Dysmorphophobie: le témoignage de Leslie
Leslie connaît bien la dysmorphophobie. Celle-ci s'est ancrée dans sa vie vers la fin de son adolescence. Elle accepte aujourd'hui de témoigner, elle qui continue de lutter contre cette image erronée qu'elle a de son corps.
«Ma dysmorphophobie porte sur deux parties de mon corps: mes jambes et mon visage. Vers 18 ans, alors que j'étais danseuse, la peau de mes jambes s'est asséchée et s'est mise à craqueler, ce qui fait que j'ai en permanence des rougeurs, des taches et des cicatrices dues aux poils qui poussent sous la peau. Je ne montre jamais mes jambes totalement nues. Même mon partenaire ne peut voir mes jambes ni les toucher», confie Leslie. «Quand j'avais environ 16 ans, j'ai pris beaucoup de poids. Je me souviens que j'avais de grosses joues que je détestais. Par la suite, j'ai perdu ce poids, mais je suis restée obsédée par mon visage. J'avais un besoin quasi permanent de le toucher pour être sûre d'être normale, mais aussi de me regarder dans le moindre reflet pour être sûre que mes grosses joues n'étaient pas revenues.»

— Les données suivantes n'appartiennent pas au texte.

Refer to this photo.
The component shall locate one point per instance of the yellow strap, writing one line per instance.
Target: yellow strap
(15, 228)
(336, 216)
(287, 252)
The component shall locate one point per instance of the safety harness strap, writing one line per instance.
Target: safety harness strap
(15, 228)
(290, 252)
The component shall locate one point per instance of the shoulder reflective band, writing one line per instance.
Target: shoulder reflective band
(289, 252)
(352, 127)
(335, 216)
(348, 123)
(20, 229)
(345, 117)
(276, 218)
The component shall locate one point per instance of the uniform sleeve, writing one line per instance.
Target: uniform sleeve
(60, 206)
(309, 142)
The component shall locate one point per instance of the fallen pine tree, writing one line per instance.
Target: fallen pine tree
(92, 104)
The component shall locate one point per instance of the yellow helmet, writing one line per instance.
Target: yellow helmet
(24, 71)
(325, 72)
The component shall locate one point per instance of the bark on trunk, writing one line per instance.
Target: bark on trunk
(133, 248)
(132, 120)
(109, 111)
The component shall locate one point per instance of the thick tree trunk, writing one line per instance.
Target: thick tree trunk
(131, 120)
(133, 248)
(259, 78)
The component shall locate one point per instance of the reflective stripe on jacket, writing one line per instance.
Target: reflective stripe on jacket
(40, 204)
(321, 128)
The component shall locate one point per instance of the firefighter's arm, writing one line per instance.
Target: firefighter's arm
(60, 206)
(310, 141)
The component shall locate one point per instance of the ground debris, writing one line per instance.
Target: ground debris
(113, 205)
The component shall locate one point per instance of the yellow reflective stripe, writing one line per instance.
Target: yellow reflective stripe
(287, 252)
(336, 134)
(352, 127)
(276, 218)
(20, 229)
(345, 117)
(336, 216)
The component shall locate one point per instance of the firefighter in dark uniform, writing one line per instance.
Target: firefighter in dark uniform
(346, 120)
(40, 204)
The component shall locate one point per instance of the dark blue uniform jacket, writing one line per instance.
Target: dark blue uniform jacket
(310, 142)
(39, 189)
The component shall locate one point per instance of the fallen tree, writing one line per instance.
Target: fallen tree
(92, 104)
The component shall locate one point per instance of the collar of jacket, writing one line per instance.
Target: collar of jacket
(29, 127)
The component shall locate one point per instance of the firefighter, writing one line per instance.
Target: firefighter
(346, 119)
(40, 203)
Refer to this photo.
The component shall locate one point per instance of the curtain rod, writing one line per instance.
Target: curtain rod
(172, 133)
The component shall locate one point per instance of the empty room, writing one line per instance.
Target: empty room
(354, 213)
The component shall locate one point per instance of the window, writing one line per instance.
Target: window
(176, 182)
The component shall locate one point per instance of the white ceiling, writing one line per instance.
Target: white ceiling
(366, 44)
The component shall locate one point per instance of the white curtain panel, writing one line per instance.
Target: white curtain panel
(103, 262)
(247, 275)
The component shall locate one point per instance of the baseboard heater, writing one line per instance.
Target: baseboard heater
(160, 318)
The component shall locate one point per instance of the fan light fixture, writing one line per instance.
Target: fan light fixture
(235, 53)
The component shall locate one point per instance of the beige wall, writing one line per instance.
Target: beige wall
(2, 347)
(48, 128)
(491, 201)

C'est en parlant avec ses parents, et en particulier avec sa mère, que la jeune femme a pu mettre un nom sur ses obsessions corporelles. Toutefois, Leslie admet que sa dysmorphophobie, même si elle est connue de son entourage, est difficile à vivre. «La plupart des gens ne comprennent pas. Ils pensent qu'il s'agit d'un complexe, alors que c'est bien différent d'un complexe. Mon problème, c'est que j'ai dans la tête une image erronée de mon visage.»
Même si sa dysmorphophobie est source de souffrance, la jeune femme ne compte pas suivre de thérapie pour essayer de guérir. «J'essaie de m'en sortir par moi-même, en discutant avec d'autres personnes qui souffrent de ce problème. Pour m'aider, j'ai des amis photographes qui m'ont prise en photo. Je réussis maintenant à m'aimer un minimum. Aujourd'hui, je vais mieux, même si mon visage et mes jambes m'obsèdent encore par moments», conclut-elle.